Saturday, January 28, 2012

I cannot adequately convey how much it hurts me to have failed as a biology major. I love science and its orderly ways, taxonomy in particular. It never occurred to me that I might not be able to make the cut to be a botanist. I had actually wanted to go to medical school. Oh, that seems laughable now. I think that partly I wanted to redeem myself in the eyes of my family, but also blood and guts interest the hell out of me. Gory as it may sound, I've always wanted to participate in a human dissection.

Sigh....I guess that sounds kind of sick. It's only that the human body and how it works is so beautiful...especially the bones.

Plants are my passion, but even so, the idea of being a botanist was always sort of second best. Not being able to do either is just sort of painful. Realizing that most people don't expect much from a mother with Asperger's and six kids anyway isn't much of a consolation. It hurts. I am intelligent. I hate it when people talk down to me, particularly when it's apparent that they're not that bright themselves. And my family...god, I don't even know what to tell them anymore. If it weren't for the math, and particularly the math involved in chemistry, I could probably have done well enough. My grades in the other science classes were good in spite of the long commute, parenting, etc. But "ifs" don't matter.
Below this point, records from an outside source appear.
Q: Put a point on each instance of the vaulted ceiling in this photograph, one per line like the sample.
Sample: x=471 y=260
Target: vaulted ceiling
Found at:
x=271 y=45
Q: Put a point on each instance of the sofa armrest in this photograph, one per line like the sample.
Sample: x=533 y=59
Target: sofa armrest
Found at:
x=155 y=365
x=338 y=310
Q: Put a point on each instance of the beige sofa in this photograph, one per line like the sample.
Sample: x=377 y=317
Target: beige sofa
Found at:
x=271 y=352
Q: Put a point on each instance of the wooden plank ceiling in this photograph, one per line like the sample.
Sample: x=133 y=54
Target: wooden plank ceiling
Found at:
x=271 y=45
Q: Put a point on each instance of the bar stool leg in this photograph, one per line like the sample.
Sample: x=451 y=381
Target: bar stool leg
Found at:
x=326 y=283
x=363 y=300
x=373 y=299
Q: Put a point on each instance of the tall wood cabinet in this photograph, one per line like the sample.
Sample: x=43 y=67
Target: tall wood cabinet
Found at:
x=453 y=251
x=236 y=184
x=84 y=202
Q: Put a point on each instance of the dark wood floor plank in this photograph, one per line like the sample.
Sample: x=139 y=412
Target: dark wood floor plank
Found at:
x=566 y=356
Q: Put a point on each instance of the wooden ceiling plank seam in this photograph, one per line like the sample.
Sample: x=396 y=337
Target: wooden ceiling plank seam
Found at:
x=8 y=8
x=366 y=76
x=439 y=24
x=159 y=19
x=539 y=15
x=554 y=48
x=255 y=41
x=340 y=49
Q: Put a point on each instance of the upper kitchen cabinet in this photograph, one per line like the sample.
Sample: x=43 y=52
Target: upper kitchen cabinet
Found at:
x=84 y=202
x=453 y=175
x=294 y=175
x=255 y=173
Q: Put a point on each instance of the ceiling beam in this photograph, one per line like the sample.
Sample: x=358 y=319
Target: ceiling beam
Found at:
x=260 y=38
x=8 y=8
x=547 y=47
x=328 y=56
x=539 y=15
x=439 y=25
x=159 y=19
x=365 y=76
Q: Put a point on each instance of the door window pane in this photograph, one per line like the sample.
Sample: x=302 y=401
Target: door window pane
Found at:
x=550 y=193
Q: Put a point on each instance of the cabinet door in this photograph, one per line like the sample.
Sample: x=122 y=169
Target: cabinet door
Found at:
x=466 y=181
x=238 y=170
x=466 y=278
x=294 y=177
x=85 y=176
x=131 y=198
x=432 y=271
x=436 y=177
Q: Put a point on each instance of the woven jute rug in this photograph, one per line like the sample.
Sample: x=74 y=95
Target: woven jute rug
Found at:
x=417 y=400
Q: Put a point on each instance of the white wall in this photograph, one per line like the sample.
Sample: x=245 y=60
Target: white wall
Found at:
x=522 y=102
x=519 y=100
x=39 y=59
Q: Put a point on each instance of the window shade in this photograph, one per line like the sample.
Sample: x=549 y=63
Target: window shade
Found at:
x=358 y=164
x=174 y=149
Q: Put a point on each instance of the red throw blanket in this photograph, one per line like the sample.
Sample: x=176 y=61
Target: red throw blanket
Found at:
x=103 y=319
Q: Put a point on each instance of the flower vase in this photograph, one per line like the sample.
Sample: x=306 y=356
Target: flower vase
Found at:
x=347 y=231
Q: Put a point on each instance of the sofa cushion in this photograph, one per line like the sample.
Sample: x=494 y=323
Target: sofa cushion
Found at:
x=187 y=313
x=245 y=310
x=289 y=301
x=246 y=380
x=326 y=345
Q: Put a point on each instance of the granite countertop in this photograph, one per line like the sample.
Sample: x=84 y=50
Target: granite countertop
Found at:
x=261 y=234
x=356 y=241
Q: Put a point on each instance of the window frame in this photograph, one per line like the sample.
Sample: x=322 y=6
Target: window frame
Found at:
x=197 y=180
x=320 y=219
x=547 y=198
I might be able to go into scientific illustration. Botanical illustration for example...but there are hundreds of people who are better at this than I am. I love bones....they're so beautiful. I could draw bones.

But...would it pay, that is the question.

I could get EMT or paramedic training and possibly work my way up to the P.A. program in Spokane. Yeah, right....

Phlebotomy is interesting but doesn't pay well. The CNA--> LPN--> RN route is probably not viable due to the social skills required. The psych field is rapidly losing its appeal; however this is still an option. Not sure what's involved in forensic botany or forensic anthropology....probably math....and probably there are no job opportunities anywhere nearby for this. I loved working in the library. I could get a library science degree. I never tire of books and the categorization involved delights me. I wonder if public libraries give their employees health insurance. An additional plus to this idea is that working in libraries does not exhaust or deplete me mentally or emotionally as other jobs have. It is quiet, soothing, restorative work.